As mortgage servicers evaluate process efficiencies, they often overlook a critical area: damaged properties in default. We asked Patrick Nackley, senior vice president of Superior Home Services, to weigh in on how they can take a proactive approach.
HousingWire: When it comes to vendor risk management, what are servicers focused on today?
Patrick Nackley: Servicers are focusing on internal and external processes, and measuring the effect changes to these processes have on performance in the field. There is increased scrutiny from local, state and federal regulatory authorities on servicers’ procedural and operational compliance: how they develop, implement, and execute on their processes, and how that translates to execution in the field. Naturally then, the focus for vendors centers on development, implementation, and execution of processes designed to complete assignments in the field.
So vendor risk management doesn’t simply assess a vendor’s ability to execute in the field. A servicer must assess a number of risks: Are the proper procedures in place? Do these procedures identify and address quantifiable deliverables to be executed in the field? Are those procedures and deliverables periodically audited for compliance?

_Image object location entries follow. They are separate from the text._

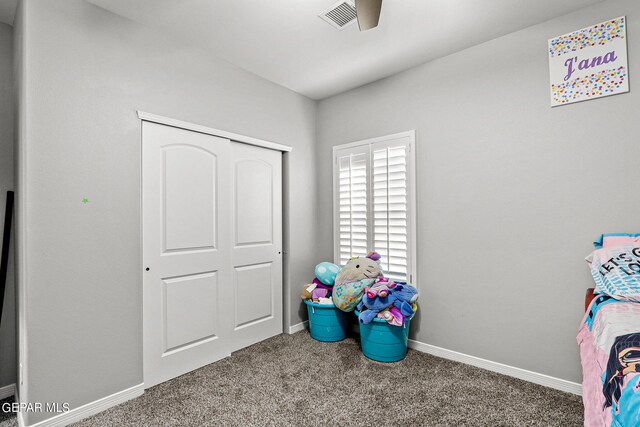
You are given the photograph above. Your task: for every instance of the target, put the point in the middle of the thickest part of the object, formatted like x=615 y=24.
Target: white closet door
x=188 y=297
x=257 y=243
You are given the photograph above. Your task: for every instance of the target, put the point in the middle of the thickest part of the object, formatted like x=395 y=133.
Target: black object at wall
x=6 y=236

Compliance is the watchword for the default servicing industry in the new millennium.
HW: How can servicers oversee those obligations while also managing their financial risk?

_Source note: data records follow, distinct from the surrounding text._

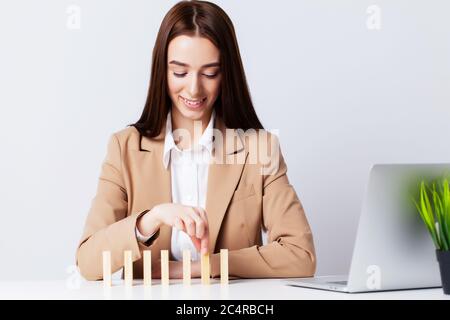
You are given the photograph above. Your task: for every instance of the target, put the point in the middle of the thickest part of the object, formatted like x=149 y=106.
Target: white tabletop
x=254 y=289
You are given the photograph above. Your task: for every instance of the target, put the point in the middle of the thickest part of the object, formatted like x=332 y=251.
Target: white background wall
x=343 y=97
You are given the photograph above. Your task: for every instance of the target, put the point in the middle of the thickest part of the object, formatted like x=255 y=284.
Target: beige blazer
x=240 y=201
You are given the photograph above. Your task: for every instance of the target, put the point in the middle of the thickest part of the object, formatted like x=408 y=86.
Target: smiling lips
x=193 y=103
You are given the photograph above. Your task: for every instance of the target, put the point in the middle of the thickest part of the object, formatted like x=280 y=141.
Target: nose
x=194 y=86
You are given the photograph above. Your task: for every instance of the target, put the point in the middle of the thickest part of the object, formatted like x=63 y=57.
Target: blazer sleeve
x=108 y=225
x=290 y=249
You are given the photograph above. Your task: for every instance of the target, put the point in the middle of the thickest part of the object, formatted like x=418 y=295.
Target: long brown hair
x=205 y=19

PN: Many servicers are breaking down processes to identify what is being done internally, what is being done externally, and why. In this assessment, servicers ask, “Is this the most effective, efficient way to accomplish the given task? Can we do it better?”
During such an assessment, servicers should be mindful of how different processes, particularly across departments, affect one another, and impact execution in the field. It is very easy, and often more manageable, to focus solely on a lone process or procedure. It is important for servicers to maximize efficiencies in processes where multiple departments are impacted by one event.

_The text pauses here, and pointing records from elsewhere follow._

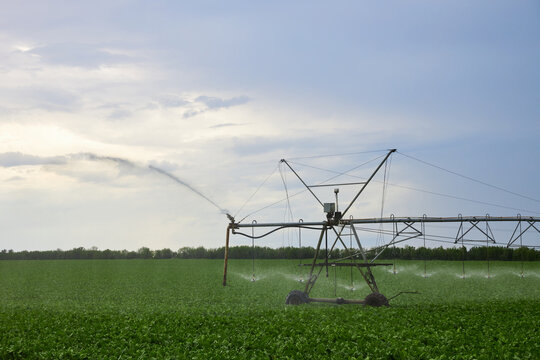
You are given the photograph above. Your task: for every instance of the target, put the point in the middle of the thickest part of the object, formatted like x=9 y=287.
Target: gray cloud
x=172 y=101
x=224 y=125
x=217 y=103
x=11 y=159
x=78 y=54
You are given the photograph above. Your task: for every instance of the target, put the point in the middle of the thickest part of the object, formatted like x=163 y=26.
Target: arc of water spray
x=181 y=182
x=126 y=162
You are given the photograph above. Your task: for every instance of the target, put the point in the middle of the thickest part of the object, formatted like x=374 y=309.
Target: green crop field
x=178 y=309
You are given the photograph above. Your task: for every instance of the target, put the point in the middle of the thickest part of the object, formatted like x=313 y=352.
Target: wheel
x=296 y=297
x=376 y=299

For example, when a property in default is identified as vacant for the first time, many departments are impacted: legal/title, escrow, property preservation, and conveyance/REO. Servicers must address both short-term deliverables and long-term conveyance/REO strategies at this crucial juncture to stabilize if not reduce corporate cost.
HW: What can servicers do to be proactive instead of reactive when it comes to addressing damaged properties in default?
PN: Servicers must constantly be aware of the numerous, sometimes conflicting, municipal, state and federal regulations governing default, mortgagee possession, and foreclosure of title. But in weighing these competing demands, the sooner remediation action can be taken, the sooner a decision about property disposition can be made.
Servicers can often remediate damage to vacant properties in default prior to the foreclosure sale taking place. This opportunity is not always available, depending on jurisdiction or circumstances particular to a given loan, but frequently the option is available.
By addressing remediation efforts prior to sale, servicers put themselves in a much better position relative to post-sale conveyance, regardless of the long-term disposition strategy.
HW: What impact does it have on communities when servicers take this kind of proactive approach?
PN: Servicers are very cognizant of their reputation on both a local and national level. Addressing damage to vacant properties pre-foreclosure not only provides a servicer with many more options regarding disposition, but helps maintain the integrity of the community in general, and the servicers’ reputation in that community.
No one wants to live next to a vacant property in foreclosure, especially one that is damaged and presents as neglected. A property in a state of disrepair has an impact on not only the neighboring homes, but often the entire neighborhood.
The impact goes deeper than simply the reduction in value of the neighboring homes; the neighborhood may suffer in public perception, further damaging current homeowners.
By taking proactive steps to remediate damaged properties in default prior to foreclosure sale, servicers not only uphold their obligations pursuant to contractual and legal agreement, they strengthen their bond with the community and elevate their own perception with homeowners, neighborhoods, and the surrounding community.